A venereal or sexually transmitted disease (STD) is the last thing anyone hopes to acquire during a moment of passion. Whilst some STDs are relatively easy to cure they do not always make their presence known. They can be transmitted by a partner who is blissfully unaware they are about to spread something nasty.
An undetected STD can have serious health implications. The only way to guarantee one remains free from an STD is to practice abstinence or to engage in a solely monogamous relationship with a person who has received the all clear from a health check. If those options don’t appeal then condoms are a must to reduce the risk of an embarrassing infection and potentially serious infection.

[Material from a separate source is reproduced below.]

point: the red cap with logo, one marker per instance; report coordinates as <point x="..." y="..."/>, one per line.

Condoms help to reduce the risk of contracting an STD but are by no means foolproof. According to Centers for Disease Control and Prevention “consistent and correct use of male latex condoms can reduce (though not eliminate) the risk of STD transmission.” To maximise the protection offered condoms should be used consistently and correctly. Health professionals recommend latex condoms as the best barrier method to prevent bodily fluids mingling, but it remains important that proper condom use is followed.
Condoms should be within their ‘use by date’ and ‘disease prevention’ should be clearly labelled on the packet. They should be left in place until intercourse has ended and then held in place whilst being removed to ensure the fluids are retained inside the condom. They should be used for genital, anal and oral sex, as unprotected sex by each of these methods can result in the transmission of an STD.

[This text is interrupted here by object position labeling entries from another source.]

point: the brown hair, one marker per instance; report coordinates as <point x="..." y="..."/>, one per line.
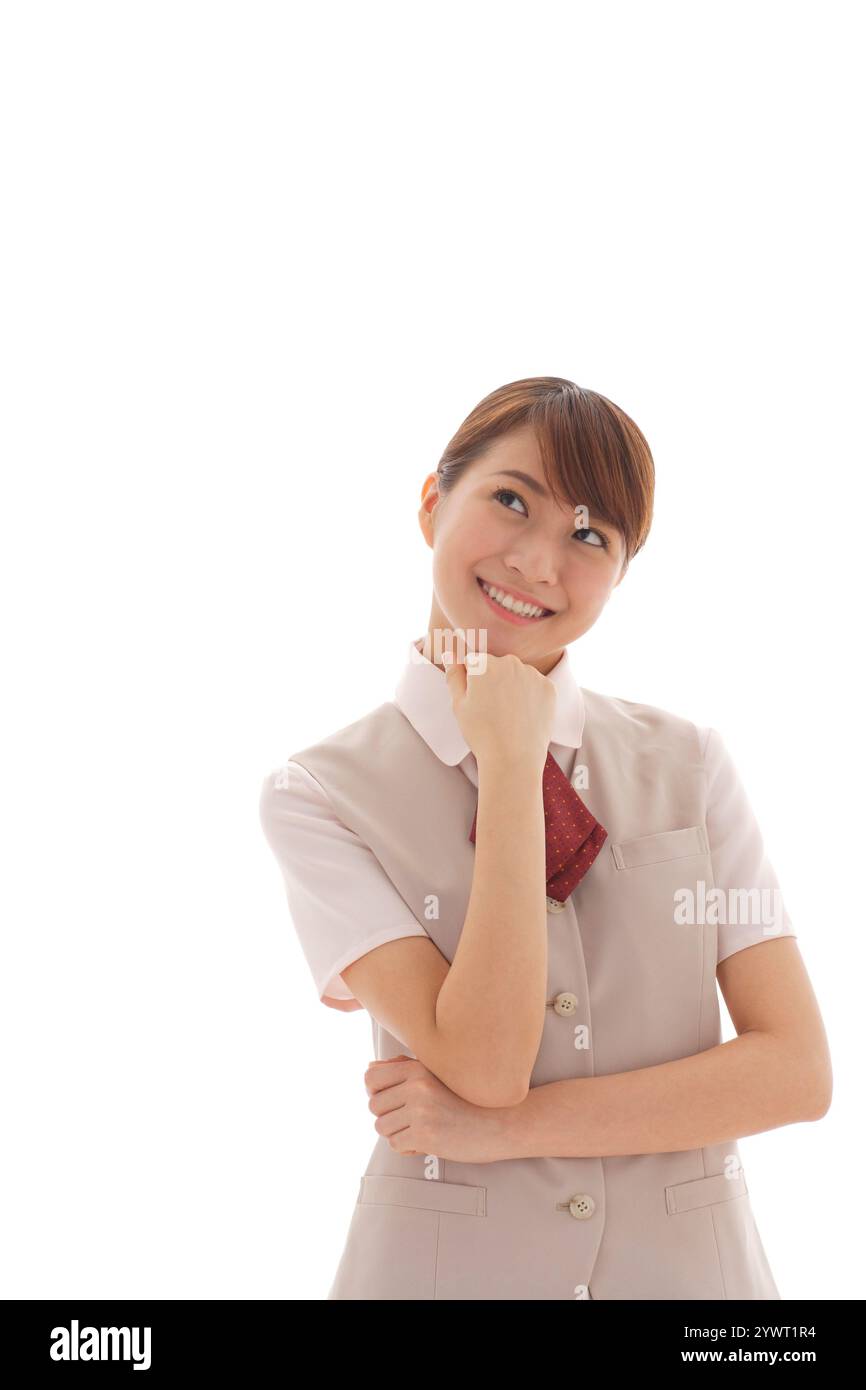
<point x="592" y="452"/>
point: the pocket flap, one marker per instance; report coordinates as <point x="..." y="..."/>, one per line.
<point x="702" y="1191"/>
<point x="435" y="1196"/>
<point x="666" y="844"/>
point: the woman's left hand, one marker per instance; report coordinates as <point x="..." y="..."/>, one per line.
<point x="417" y="1114"/>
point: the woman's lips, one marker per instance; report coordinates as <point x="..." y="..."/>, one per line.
<point x="505" y="613"/>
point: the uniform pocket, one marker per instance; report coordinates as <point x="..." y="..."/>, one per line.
<point x="665" y="844"/>
<point x="704" y="1191"/>
<point x="384" y="1190"/>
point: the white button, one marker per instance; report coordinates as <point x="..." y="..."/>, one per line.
<point x="581" y="1207"/>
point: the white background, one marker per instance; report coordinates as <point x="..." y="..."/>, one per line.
<point x="260" y="260"/>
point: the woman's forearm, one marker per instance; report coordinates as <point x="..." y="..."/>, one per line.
<point x="745" y="1086"/>
<point x="492" y="1001"/>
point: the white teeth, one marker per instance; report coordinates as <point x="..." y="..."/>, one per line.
<point x="513" y="605"/>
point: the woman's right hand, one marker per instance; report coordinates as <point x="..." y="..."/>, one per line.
<point x="505" y="710"/>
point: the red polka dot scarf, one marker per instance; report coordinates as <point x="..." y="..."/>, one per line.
<point x="573" y="836"/>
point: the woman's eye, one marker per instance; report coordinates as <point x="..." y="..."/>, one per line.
<point x="506" y="492"/>
<point x="588" y="530"/>
<point x="584" y="531"/>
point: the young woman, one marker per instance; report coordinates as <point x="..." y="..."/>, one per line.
<point x="533" y="888"/>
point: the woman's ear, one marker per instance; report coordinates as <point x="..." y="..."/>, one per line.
<point x="430" y="495"/>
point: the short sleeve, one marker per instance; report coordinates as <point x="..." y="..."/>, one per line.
<point x="341" y="901"/>
<point x="754" y="905"/>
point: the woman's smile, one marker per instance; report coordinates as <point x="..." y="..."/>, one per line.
<point x="506" y="612"/>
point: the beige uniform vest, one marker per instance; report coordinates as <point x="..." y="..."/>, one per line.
<point x="627" y="988"/>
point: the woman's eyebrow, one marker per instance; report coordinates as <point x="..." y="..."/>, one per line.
<point x="524" y="477"/>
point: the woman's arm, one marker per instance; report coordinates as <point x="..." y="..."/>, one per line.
<point x="774" y="1072"/>
<point x="452" y="1016"/>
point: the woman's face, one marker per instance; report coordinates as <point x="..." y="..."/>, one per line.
<point x="512" y="534"/>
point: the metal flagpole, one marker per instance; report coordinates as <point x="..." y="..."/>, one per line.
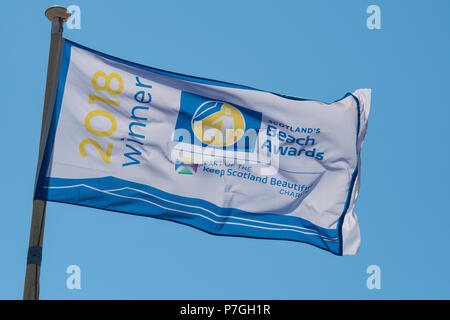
<point x="57" y="15"/>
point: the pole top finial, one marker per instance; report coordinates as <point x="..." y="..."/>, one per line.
<point x="57" y="12"/>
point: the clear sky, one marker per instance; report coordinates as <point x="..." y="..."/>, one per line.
<point x="312" y="49"/>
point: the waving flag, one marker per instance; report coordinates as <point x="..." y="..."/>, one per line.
<point x="224" y="158"/>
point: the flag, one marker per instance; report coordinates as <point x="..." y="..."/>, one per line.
<point x="224" y="158"/>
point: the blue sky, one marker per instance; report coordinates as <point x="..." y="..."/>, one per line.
<point x="313" y="49"/>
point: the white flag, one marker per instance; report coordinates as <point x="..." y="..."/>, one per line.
<point x="224" y="158"/>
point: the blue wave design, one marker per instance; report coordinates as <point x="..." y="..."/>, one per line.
<point x="114" y="194"/>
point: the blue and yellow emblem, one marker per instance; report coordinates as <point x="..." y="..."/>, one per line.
<point x="216" y="123"/>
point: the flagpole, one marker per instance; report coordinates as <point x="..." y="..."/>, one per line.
<point x="57" y="15"/>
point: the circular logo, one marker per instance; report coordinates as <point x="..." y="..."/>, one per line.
<point x="218" y="124"/>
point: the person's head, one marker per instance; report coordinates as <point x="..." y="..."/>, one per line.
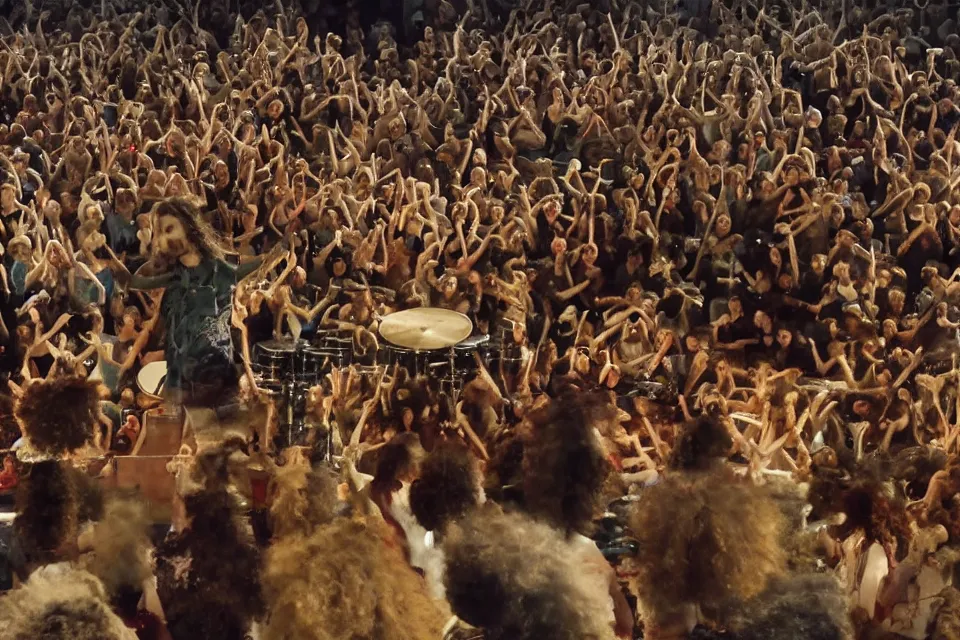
<point x="784" y="338"/>
<point x="708" y="540"/>
<point x="180" y="229"/>
<point x="58" y="416"/>
<point x="131" y="318"/>
<point x="89" y="237"/>
<point x="735" y="306"/>
<point x="125" y="202"/>
<point x="449" y="487"/>
<point x="724" y="224"/>
<point x="564" y="468"/>
<point x="357" y="584"/>
<point x="68" y="605"/>
<point x="20" y="248"/>
<point x="763" y="322"/>
<point x="800" y="607"/>
<point x="398" y="462"/>
<point x="302" y="498"/>
<point x="48" y="512"/>
<point x="223" y="560"/>
<point x="818" y="262"/>
<point x="121" y="548"/>
<point x="518" y="579"/>
<point x="701" y="444"/>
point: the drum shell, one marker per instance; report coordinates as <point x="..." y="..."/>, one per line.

Condoms provide the most protection against the transmission of the HIV virus, the most serious infection which can be contracted through sex. They also reduce the risks of contracting chlamydia, trichomoniasis and gonorrhea. Applying a condom before oral sex also helps to reduce the risk of gonorrhea and syphilis.
STDs which are spread via skin-to-skin contact still pose a problem even if condoms are used. Genital warts (caused by the human papilloma virus – HPV), pubic lice, scabies, genital herpes and syphilis are each spread through skin-to-skin contact.
Condoms are only effective in preventing transmission if the condom completely covers all infected areas, such as the obvious presence of a penile wart. They remain ineffective in preventing genital lice, or crabs as they are often referred to.
Whilst condoms cannot guarantee complete freedom from the risks of STDs, correct condom usage can reduce the odds of contracting an unwelcome reminder of a risky sexual encounter.